Updated 2020-01-16

How to Use Local Scratch Storage

What is Local Scratch Storage?

  • Every Node comes with a tmp directory that's local to the node.
  • Since it's a local disk mounted on the node, it's faster than network storage (/data, /home etc)
  • Most local nodes have limited disk space (<20gb)
  • Because of this limited disk space, a node may be forced to go offline if a large tmp directeory is created on the node and then not deleted once the job ends. As a solution, /scratch directories have been created on nodes to support the use of tmp directories. The /scratch directory is automatically deleted after the job has finished running

Scratch Directory on Node Explained

  • Each node has its own /scratch directory.

Warning

The /scratch dir on the node is not the same as the ~/scratch directory in your /home folder

  • Every job will create a directory on the node under /scratch named after the jobID, for example:
    • /scratch/20986925.shared-sched.pace.gatech.edu
  • This directory will be automatically deleted when the job is complete, so you don't have to worry about deleting it yourself
  • ${TMPDIR} is the variable that is assigned to this path (normally /tmp). ${TMPDIR} is how you reference this directory in your code
  • Any places in your code that you require a tmp directory (normally /tmp) replace with ${TMPDIR}

How to Use Scratch Directory + Example

Important

In your code, use ${TMPDIR} where you use /tmp, or anywhere you need to use local scratch storage

  • Since${TMPDIR} automatically deletes itself after the job, the problem of a large number of nodes running out of local space will be prevented
  • To update your code:
    • Wherever you need to access a tmp directory, use ${TMPDIR}
python code.py > /tmp/intermediate_results.txt #WRONG

would be changed to:

python code.py > /${TMPDIR}/intermediate_results.txt #RIGHT

Example PBS Script

#PBS -N tmpTest
#PBS -l nodes=1:ppn=2
#PBS -l walltime=1:00
#PBS -l file=10g
#PBS -q force-6
#PBS -j oe
#PBS -o tmpTest.out

cd ${TMPDIR}
pwd
echo "this wont do anything but uses the right tmp directory" > ${TMPDIR}/intermediate_results.txt

Warning

The directive #PBS -l file=10g reserves 10gb per core not per job. In this PBS script, 20gb total scratch storage would be reserved (10gb per core x 1 node x 2 cores per node). Keep this in mind as it is easy to accidentally request excessive amounts of storage which could prevent your job from running.

  • The #PBS directives are standard, more on the directives can be found in the PBS guide
  • cd ${TMPDIR} enters the /scratch directory on the node which the job is running on, and then prints this path with pwd
  • The echo line prints text to a file in the tmp directory on the node.
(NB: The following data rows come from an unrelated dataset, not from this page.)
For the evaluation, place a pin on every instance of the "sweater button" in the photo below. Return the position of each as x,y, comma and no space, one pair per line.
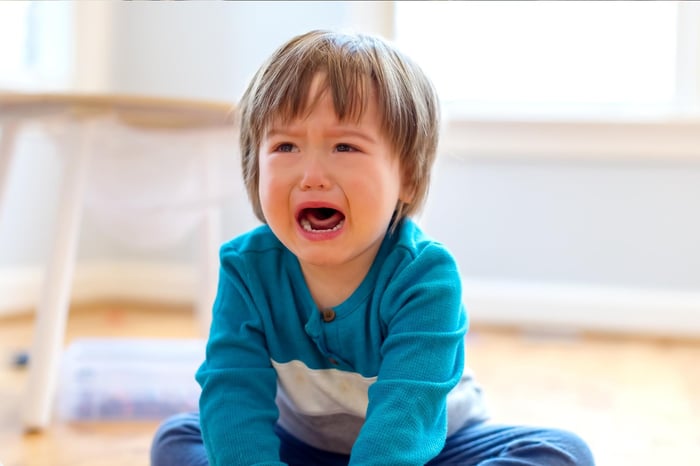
328,315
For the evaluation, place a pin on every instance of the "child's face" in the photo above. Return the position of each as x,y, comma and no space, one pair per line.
328,189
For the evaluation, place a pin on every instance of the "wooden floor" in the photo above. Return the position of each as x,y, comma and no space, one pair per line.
636,401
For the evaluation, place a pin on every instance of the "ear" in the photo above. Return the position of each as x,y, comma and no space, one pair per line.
407,193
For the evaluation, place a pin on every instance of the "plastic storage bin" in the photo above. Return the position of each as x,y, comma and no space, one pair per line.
128,379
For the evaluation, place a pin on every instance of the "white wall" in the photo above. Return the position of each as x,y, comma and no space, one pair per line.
584,242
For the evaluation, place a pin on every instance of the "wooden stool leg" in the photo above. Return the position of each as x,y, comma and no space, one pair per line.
52,312
7,148
210,232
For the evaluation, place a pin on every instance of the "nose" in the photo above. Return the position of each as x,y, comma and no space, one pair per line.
315,174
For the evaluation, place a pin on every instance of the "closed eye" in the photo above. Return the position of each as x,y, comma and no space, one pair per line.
286,147
345,148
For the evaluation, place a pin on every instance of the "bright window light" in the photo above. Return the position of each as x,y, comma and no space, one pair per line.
546,57
35,45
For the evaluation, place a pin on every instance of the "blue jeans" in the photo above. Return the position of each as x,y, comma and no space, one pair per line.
178,442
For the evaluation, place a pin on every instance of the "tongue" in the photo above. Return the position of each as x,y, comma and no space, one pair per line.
323,219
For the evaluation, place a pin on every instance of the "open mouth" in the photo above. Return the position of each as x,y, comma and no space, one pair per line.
320,219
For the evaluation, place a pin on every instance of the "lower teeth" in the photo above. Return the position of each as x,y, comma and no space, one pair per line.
306,225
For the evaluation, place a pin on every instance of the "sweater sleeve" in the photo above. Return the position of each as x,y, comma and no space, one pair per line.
237,403
422,360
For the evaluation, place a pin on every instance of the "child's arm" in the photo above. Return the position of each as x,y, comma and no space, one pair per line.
237,404
422,360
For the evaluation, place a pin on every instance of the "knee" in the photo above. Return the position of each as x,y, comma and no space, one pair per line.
577,448
175,438
558,445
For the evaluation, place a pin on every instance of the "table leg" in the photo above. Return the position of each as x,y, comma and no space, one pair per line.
52,311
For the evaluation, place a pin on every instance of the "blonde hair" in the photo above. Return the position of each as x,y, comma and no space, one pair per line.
350,65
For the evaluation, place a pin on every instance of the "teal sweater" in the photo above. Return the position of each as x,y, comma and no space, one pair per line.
369,378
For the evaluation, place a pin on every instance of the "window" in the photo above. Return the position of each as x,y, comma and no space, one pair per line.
556,58
35,45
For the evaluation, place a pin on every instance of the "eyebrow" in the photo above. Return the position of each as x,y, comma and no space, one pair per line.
336,131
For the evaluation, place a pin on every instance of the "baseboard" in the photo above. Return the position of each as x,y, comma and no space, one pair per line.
524,304
584,307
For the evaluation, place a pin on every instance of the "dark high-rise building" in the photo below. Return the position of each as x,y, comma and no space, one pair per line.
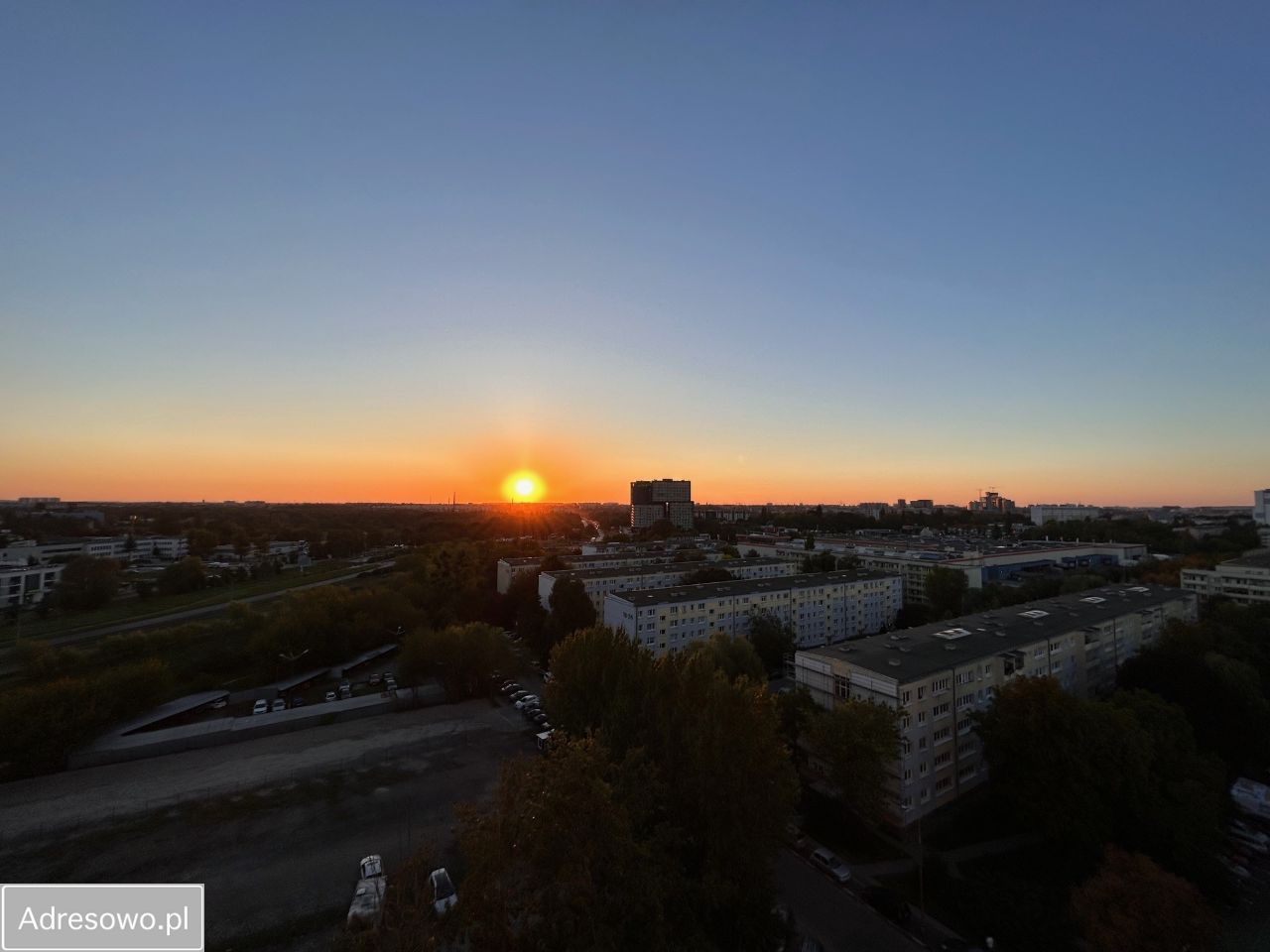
661,499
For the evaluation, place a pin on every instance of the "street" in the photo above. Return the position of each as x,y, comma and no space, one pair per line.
832,914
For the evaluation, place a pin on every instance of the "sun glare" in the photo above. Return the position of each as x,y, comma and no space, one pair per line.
524,486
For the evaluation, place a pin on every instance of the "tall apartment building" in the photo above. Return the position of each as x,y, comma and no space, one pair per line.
935,676
1245,580
821,607
599,583
661,499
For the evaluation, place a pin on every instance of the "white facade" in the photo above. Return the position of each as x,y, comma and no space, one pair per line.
1042,515
1245,580
822,608
601,583
27,584
937,676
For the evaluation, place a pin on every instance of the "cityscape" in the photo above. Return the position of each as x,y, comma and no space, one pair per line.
509,476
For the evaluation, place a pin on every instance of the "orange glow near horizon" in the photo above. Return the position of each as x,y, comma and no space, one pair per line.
524,486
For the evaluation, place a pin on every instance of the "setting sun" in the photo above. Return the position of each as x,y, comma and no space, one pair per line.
524,486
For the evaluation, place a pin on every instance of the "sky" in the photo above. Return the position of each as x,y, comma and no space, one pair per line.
817,252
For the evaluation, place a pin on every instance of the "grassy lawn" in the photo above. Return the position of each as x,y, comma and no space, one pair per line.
140,608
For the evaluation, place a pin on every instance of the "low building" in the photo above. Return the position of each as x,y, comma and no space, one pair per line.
509,569
935,676
1042,515
601,583
1245,580
821,608
27,584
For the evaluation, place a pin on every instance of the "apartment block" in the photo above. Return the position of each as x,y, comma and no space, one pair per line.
653,500
935,676
601,583
821,607
1245,580
27,584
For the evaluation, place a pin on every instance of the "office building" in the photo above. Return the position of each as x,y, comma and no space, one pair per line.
821,608
935,676
1067,512
601,583
1245,580
653,500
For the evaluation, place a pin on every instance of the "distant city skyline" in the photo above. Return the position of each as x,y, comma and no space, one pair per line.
384,252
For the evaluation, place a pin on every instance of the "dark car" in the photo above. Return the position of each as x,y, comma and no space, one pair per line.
889,904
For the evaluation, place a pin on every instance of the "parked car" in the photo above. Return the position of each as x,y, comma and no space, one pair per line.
444,895
830,864
888,902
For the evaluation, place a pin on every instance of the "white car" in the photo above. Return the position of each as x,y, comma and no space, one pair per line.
444,895
830,864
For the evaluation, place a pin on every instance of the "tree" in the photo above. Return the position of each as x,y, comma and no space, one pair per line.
572,608
186,575
1132,905
857,740
735,657
771,638
1051,757
945,592
87,583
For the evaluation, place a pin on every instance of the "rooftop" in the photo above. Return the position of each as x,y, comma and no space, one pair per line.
746,587
916,653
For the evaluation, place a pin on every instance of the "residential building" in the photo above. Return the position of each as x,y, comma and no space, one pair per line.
937,676
601,583
508,569
27,584
1245,580
653,500
1067,512
821,608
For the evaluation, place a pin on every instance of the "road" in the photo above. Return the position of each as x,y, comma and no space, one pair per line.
832,914
190,613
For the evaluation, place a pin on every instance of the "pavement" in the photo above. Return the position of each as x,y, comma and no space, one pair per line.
102,794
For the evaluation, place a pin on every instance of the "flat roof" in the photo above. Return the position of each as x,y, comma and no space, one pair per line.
693,565
916,653
747,587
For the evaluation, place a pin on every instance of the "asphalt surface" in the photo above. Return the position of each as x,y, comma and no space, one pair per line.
832,914
291,849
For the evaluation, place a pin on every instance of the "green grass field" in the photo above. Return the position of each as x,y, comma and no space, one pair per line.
140,610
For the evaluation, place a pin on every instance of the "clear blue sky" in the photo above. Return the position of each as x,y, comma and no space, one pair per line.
793,252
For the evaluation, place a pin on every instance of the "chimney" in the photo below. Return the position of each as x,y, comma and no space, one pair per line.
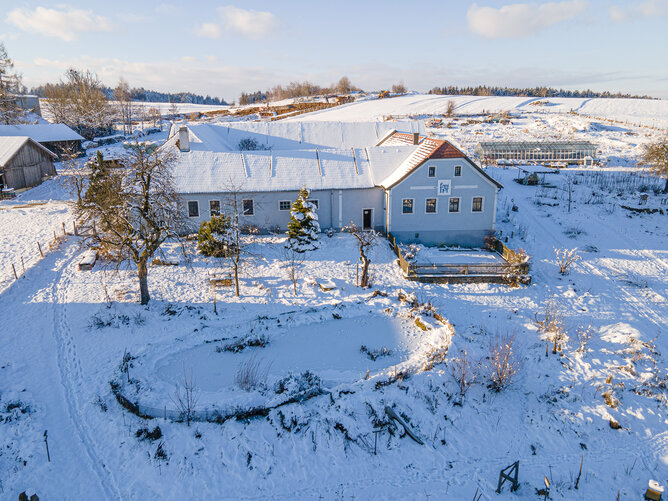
184,138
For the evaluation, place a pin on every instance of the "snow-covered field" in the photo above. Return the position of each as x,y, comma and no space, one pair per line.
646,112
65,333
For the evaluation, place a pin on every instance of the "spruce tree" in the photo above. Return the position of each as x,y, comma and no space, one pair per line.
10,86
303,227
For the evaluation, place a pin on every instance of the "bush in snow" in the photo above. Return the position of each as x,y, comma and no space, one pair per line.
502,364
303,227
300,385
213,238
566,258
251,375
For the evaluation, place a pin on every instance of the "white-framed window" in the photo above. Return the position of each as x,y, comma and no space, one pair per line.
193,208
454,204
214,207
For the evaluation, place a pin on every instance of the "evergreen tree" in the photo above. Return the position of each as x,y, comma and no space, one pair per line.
10,86
303,227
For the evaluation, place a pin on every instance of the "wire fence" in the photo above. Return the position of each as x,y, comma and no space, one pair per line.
16,267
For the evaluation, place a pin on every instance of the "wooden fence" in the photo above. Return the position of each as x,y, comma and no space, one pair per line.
512,270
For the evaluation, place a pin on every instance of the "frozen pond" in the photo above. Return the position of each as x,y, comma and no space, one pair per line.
330,349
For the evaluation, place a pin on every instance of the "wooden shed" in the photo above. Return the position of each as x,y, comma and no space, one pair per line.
23,162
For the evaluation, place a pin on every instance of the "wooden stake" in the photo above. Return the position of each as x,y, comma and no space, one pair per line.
48,456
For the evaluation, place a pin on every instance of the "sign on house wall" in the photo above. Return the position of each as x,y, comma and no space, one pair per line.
443,187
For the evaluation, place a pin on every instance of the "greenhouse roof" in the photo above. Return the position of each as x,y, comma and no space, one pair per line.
536,145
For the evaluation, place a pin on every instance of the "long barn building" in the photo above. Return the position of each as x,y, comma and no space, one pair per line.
567,152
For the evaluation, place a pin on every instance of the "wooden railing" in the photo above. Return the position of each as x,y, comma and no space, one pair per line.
497,272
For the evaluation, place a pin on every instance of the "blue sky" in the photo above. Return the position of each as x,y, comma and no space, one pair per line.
221,48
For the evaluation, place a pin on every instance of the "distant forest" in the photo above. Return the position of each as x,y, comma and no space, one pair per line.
483,90
152,96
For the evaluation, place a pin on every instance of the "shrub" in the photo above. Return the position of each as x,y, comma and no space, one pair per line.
462,371
251,375
502,364
566,258
213,238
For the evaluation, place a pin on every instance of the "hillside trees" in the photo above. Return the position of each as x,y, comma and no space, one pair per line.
79,102
656,157
133,210
10,86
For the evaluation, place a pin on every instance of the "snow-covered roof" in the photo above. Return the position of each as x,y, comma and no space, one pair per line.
9,146
200,171
42,133
282,135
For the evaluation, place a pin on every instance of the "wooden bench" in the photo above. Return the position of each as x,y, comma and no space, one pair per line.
88,260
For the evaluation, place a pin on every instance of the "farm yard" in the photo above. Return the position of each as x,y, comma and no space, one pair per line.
285,391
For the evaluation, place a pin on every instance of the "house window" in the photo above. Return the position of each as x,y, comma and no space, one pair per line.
454,205
193,208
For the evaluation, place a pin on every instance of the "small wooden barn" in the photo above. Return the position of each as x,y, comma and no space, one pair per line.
23,162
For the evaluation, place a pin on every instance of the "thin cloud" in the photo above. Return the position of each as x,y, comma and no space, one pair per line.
209,30
521,20
63,24
251,24
650,8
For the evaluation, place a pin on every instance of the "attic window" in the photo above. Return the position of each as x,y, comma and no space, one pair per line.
193,208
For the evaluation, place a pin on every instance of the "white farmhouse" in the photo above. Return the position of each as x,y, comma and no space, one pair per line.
419,189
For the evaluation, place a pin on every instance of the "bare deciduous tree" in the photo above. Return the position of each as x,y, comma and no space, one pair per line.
186,397
79,102
450,110
566,258
552,324
366,239
463,372
124,101
656,157
293,262
502,364
134,209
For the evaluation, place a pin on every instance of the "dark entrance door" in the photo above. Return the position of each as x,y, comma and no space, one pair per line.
366,218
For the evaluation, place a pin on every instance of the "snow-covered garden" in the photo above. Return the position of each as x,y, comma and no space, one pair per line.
289,381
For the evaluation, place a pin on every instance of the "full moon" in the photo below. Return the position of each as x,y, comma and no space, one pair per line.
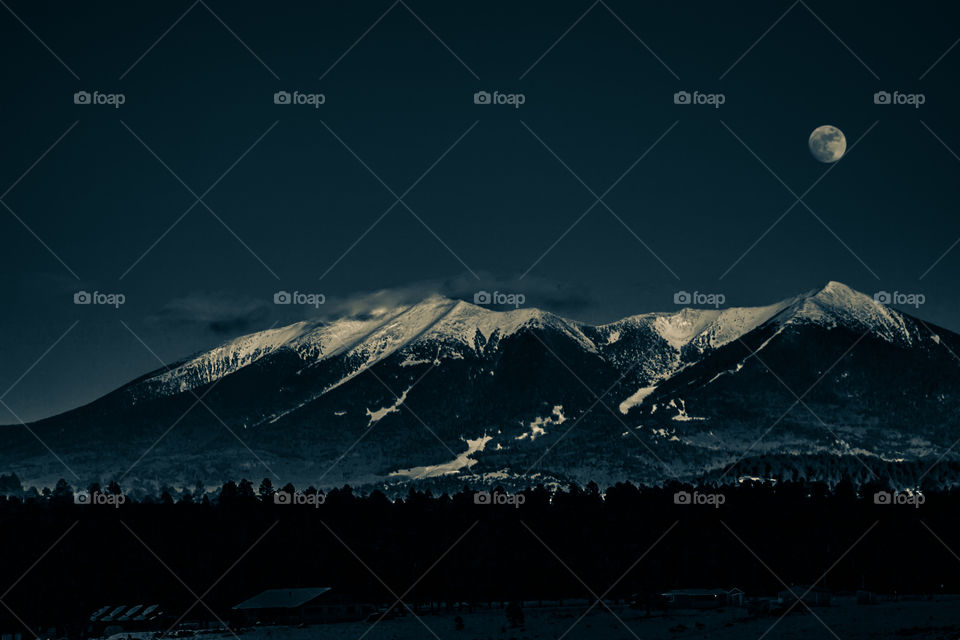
827,143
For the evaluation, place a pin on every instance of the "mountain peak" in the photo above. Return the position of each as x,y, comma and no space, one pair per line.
837,304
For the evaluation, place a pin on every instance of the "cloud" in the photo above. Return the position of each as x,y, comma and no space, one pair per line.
546,294
219,313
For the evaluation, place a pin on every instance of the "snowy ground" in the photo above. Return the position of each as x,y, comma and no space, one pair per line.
914,619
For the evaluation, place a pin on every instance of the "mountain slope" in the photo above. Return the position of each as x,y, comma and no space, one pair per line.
446,389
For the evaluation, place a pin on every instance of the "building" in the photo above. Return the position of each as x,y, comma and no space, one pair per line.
111,619
300,606
735,597
696,598
811,596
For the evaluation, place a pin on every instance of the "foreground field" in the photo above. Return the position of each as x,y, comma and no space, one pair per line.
912,619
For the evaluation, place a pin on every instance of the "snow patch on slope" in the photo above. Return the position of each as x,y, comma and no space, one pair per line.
383,412
463,461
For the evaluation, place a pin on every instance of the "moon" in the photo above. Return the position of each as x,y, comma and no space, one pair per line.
827,143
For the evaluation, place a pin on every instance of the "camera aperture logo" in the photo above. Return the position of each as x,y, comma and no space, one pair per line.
900,298
109,299
310,99
711,99
297,297
485,298
715,300
699,499
499,498
103,99
908,99
910,498
100,499
299,498
512,99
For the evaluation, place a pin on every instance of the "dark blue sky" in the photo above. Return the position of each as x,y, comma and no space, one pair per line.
498,200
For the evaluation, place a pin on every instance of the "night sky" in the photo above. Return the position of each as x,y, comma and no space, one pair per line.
99,198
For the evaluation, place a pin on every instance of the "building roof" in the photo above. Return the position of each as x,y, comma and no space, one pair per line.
282,598
696,592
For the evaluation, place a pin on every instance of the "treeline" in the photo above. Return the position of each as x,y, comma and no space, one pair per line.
466,547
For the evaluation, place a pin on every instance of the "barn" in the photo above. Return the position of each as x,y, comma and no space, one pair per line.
305,605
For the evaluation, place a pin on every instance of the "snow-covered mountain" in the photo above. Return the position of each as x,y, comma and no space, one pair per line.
448,389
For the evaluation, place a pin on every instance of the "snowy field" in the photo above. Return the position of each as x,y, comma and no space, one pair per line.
915,620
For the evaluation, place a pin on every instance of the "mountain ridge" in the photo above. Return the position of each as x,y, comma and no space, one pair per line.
457,390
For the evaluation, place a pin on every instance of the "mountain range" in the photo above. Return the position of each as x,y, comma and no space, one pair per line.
443,391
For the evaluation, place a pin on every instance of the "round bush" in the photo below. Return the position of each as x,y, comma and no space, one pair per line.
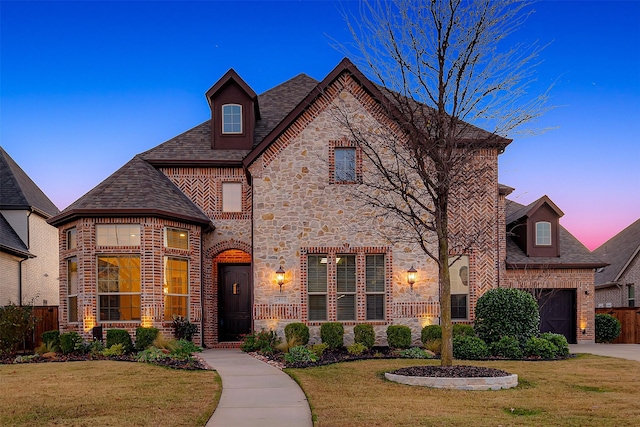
560,341
608,328
332,334
462,329
119,336
298,331
431,333
469,348
504,311
507,347
364,334
399,336
540,347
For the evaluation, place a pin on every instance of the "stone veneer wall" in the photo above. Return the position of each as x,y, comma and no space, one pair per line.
579,279
297,212
152,252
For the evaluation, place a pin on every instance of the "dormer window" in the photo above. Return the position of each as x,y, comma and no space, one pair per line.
232,119
543,233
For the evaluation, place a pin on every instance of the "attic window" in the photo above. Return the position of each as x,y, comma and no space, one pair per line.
543,233
231,119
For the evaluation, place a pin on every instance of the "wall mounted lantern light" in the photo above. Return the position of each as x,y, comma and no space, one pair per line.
280,277
411,276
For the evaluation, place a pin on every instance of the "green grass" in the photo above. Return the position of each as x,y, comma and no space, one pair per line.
105,393
583,391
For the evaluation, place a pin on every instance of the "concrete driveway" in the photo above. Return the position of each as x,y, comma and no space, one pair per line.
622,351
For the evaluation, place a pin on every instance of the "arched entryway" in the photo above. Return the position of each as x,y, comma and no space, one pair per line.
232,280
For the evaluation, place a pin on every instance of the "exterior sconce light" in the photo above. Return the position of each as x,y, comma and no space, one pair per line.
411,276
280,277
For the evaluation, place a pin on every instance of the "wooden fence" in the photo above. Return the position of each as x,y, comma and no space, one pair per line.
629,318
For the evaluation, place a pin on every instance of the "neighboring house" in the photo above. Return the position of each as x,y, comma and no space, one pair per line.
248,221
545,259
29,262
618,284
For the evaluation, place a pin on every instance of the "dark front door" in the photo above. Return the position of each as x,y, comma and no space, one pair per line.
558,312
235,301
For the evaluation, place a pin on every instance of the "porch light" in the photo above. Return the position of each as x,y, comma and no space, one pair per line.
280,277
411,276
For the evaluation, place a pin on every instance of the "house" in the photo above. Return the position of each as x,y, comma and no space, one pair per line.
249,221
618,284
28,244
543,258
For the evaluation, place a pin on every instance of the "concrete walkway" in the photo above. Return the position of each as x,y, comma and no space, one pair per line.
622,351
255,393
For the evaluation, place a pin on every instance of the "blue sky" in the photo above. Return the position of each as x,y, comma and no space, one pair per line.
86,85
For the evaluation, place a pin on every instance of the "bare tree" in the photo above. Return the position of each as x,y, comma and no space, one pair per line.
441,64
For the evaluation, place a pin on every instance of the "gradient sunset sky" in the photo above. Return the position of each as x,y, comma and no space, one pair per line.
86,85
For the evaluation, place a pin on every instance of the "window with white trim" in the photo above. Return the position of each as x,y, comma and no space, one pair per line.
231,197
543,233
176,238
176,287
72,290
231,118
118,287
118,235
459,274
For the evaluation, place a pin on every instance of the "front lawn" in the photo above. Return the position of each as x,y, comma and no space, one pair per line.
582,391
105,393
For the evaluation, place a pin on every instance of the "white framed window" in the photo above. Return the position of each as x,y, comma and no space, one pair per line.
71,238
118,235
231,118
118,287
72,290
543,233
459,273
231,197
176,288
176,238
Notice how ${TMPDIR} is used, NOT /tmp. This file is deleted after the job is run, so no actual results from this line will be apparent in the .out file

Results

  • From the same directory you ran qsub from, use a text editor to view the .out file, such as vim tmpTest.out. The results should look something like this:
Job name:   tmpTest
Queue:      force-6
End PBS Prologue Mon Mar  4 16:09:00 EST 2019
---------------------------------------
/scratch/24537771.shared-sched.pace.gatech.edu
---------------------------------------
Begin PBS Epilogue Mon Mar  4 16:09:01 EST 2019
Job ID:     24537771.shared-sched.pace.gatech.edu

  • The path ${TMPDIR} represents is printed

Ensure Local Storage Availability for Job

  • PACE clusters consist of many nodes with different specifications, including different local drive capacities ranging from 20G to 7TB
  • The -l file=n #PBS directive allows you to request space for your job. For example, if you need 10 gb of space:
    • #PBS -l file=10g. Remember: this storage amount is per core not per job.
  • This directive will make sure your job will be allocated on a node that has at least 10gb free on ${TMPDIR}. This is assuming you only requested 1 node and 1 proc per node. Since the -l file=10g directive reserves storage per core, requesting for example, 2 nodes and 4 ppn would suddenly leave you with 80gb requested storage instead of 10 (10gb per core * 2 nodes * 4 ppn)
  • See the section below for more information about the -l file= flag and how to ensure that you request the right amount of local storage when using it

More about -l file=

  • The -l file=<> requests local storage per task and makes it so that no single file can exceed the specified size
  • When using -l nodes=<>:ppn=<> or -l procs=<>, each core counts as one task, so the file size specified with -l file=<> is scaled by the number of processors
  • This can hold up a job in the queue since if no node can provide that much local storage
  • However, if your job does not require multiple nodes, you can use the -l ncpus=<> flag to ensure that multiple cores are used for a single task, making sure that the local storage specified by l file=<> is not scaled
  • If you need multiple nodes, then you will still need to use -l nodes=<>:ppn=<> or -l procs=<> and be mindful of the fact that each file cannot exceed the size indicated by -l file=<> and that total file size will scale with the number of requested processors

Retrieve Files from Unexpectedly Terminated Jobs

  • Since {$TMPDIR} is deleted once a job is finished, you may lose the files stored in it if the job unexpectedly terminates
  • However, you can use the trap command to make sure that files are copied over from the {$TMPDIR} before the job terminates and the directory is deleted
  • For trap to work, it must precede the command that causes the unexpected termination, so the suggested location is right after the PBS directives
  • Here is an example command that can be inserted right after the PBS directives:
trap "cp ${TMPDIR}/* ~/data/somewhere_to_store_these/;exit" TERM
  • You should make sure to make this command more specific based on where you want to copy your files to
  • A good option is to copy the files over to your global scratch directory ~/scratch/ where you have 7TB of space
  • Note that this copy will ONLY happen if the job terminates as a failure, so you should make sure that the existing procedure you have for copying files during a normal completion is still a part of the script.